Standard & Poor’s has announced an upward revision in its long-term credit rating for Repsol from BBB- to BBB. It has also improved its short-term rating from A-3 to A-2, with both ratings assigned a stable outlook. S&P had already improved its outlook for the Spanish oil major from “stable” to “positive” in July, leaving the door open for a ratings upgrade.
The improvement is based on the continual reduction in the company’s net debt over the last 18 months, added to solid cash generation. The ratings agency flags that the “stable” outlook it has assigned reflects its view that Repsol will continue to be cautious in its investments and dividend payments, in line with market conditions. With this decision, S&P has now put its credit rating for Repsol on the same level as Fitch and Moody’s.

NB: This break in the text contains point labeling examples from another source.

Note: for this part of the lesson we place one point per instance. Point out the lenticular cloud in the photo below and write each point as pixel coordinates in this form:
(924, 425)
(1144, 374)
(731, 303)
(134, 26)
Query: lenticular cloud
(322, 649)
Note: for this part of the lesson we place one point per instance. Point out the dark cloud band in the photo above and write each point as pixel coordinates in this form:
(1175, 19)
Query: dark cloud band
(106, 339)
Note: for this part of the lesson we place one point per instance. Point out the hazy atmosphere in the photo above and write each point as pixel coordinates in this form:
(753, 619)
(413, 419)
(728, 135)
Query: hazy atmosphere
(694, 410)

The news has come before it was actually expected (in February 2018, with the annual results presentation) and responds to the significant improvement in Repsol’s credit metrics. Renta 4 analysts point out that already in Q3’17 the company’s net debt was over 7 billion euros (its target for the whole year). With an estimated EBITDA for 2017 of 6.5 billion euros, this would mean closing the year with a Net Debt/EBITDA ratio of 1x-1,1x. This is compatible with S&P’s improved rating to BBB. Furthermore, this rating upgrade could translate into improved shareholder remuneration. Renta 4 says:
This would probably be more in the form of a share buyback to offest the dilutive effect (total or partial) of the scrip, rather than eliminating the scrip. We don’t rule out an increase in the DPS more in the medium-term, although we believe this is not a priority. The current DPS (0,80 euros/share, dividend yield of 5%) is already amongst the first quartile of the Ibex and sector peers. It’s likely that an improvement in the dividend would be more linked to the company not having identified any opportunities for investing in the business. We could have more information on this when Repsol updates its strategic plan once it has met its targets.

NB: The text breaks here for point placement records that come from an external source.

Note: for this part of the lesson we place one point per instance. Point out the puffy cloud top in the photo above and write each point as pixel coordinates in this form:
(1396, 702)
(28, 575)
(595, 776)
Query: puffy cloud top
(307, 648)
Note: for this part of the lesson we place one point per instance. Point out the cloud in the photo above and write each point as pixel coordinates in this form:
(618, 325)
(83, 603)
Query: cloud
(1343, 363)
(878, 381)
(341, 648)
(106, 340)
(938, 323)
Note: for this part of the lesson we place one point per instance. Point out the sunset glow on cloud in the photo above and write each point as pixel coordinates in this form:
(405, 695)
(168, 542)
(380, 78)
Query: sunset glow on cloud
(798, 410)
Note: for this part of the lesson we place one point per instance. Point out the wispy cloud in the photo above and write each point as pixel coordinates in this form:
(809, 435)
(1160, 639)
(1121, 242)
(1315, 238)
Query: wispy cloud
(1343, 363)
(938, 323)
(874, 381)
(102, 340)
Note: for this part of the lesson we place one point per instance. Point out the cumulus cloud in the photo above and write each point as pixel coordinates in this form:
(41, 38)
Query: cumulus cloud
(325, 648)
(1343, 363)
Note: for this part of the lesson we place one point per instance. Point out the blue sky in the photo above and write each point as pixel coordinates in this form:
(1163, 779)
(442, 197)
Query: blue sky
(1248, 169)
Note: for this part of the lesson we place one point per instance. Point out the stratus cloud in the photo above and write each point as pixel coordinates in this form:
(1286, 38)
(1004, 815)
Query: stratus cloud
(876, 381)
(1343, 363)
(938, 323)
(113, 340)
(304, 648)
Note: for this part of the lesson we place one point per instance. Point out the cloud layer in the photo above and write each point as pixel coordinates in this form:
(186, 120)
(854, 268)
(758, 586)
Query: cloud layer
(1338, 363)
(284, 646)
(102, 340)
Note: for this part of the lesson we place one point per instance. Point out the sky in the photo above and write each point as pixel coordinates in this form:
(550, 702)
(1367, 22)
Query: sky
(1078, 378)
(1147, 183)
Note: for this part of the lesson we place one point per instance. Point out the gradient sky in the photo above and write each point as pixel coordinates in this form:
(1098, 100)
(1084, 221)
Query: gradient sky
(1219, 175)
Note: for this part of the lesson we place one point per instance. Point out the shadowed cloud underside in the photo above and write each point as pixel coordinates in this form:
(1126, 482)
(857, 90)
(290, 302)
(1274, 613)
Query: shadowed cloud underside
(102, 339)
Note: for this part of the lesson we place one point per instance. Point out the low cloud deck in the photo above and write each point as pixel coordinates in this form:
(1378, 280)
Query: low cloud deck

For UBS, the credit rating upgrade from S&P marks ” a strategic turning point for Repsol” since the company has been “investing conservatively” – 2017 capex guidance of €3bn is well below the €3.5bn level required to maintain long term production – while in pursuit of a BBB (stable) investment grade rating and the credit metrics required to earn it. UBS experts add that:
Aside from slashing capex, debt reduction has been achieved through significant cost reduction/synergies delivery, a disposal program that is now largely complete, and shareholder distribution cuts. Repsol has also benefited from very favorable Downstream conditions leveraged through a high quality manufacturing portfolio.
Considering a barrel at $60, UBS estimated price target for 2018 is set at EV/DACF of 5.5x , in line with historical levels for the sector mid-cap group, adjusted for higher capital productivity.